Although studies have evaluated these ancestral genetic profiles in mixed populations, such as the Brazilian population5,6,7,8,9, only a few have described the ancestral genetics of Brazilian Amerindian populations5. Indigenous ethnic groups are still distributed throughout Brazil. According to the Brazilian Institute of Geography and Statistics (IBGE)10, 1,693,535 people have declared themselves indigenous, accounting for 0.83% of the total Brazilian population. The country’s northern region has the largest contingent of indigenous people, with 753,357 individuals (44.4%), while the central-western region has the third-largest population, with 199,912 individuals (11.8%).

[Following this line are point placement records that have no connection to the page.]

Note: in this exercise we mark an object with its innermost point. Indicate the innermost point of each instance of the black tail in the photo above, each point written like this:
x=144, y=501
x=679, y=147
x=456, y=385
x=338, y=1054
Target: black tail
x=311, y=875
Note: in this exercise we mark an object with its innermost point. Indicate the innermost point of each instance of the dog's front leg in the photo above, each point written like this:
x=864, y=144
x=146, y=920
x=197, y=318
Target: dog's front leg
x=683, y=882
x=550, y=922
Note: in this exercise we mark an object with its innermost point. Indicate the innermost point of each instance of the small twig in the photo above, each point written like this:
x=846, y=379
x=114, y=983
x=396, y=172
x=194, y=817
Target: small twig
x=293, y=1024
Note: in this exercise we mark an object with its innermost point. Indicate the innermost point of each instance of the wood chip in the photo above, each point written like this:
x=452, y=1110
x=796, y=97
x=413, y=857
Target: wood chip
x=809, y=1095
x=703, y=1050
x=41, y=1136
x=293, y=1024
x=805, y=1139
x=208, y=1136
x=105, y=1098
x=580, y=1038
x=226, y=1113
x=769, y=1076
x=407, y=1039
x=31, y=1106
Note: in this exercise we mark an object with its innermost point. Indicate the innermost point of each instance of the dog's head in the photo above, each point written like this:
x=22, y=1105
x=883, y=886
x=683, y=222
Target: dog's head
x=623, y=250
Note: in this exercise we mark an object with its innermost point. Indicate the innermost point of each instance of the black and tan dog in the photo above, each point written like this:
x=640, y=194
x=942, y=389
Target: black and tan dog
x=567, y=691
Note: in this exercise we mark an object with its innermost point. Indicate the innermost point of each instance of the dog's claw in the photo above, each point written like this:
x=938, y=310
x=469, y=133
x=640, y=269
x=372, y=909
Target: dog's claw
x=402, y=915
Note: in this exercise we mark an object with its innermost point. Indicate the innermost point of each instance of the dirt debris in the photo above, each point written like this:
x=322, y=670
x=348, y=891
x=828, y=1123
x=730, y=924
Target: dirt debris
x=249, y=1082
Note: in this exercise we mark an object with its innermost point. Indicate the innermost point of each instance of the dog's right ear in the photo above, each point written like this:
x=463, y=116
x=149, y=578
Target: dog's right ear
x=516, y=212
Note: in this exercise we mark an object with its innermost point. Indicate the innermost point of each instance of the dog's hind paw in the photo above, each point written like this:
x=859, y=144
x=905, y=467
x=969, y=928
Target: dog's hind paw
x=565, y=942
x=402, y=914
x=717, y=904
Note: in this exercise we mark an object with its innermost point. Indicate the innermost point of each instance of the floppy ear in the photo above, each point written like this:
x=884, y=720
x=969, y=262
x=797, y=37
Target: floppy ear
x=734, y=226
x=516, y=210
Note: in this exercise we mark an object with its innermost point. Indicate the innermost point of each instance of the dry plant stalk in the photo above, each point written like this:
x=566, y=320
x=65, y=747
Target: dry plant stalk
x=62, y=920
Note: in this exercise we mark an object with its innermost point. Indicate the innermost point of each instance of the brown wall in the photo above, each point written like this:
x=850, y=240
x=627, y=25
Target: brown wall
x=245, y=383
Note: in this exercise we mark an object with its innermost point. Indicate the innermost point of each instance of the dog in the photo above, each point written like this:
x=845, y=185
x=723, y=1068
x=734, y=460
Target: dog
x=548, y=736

In the Brazilian states of Pará (PA) and Amapá (AP) (northern region), some Indigenous people live in isolated villages that are difficult to access due to local geography and are far from urban centers, such as Tiriyó (PA) and Waiampi (AP), located in the Amazon. In addition, in the state of Mato Grosso do Sul (MS) (central-west region), more than 100 thousand indigenous people are present. However, the state contains Brazil’s largest peri-urban indigenous area, located in the urban region of Dourados, where the villages of Jaguapiru and Bororó are located10.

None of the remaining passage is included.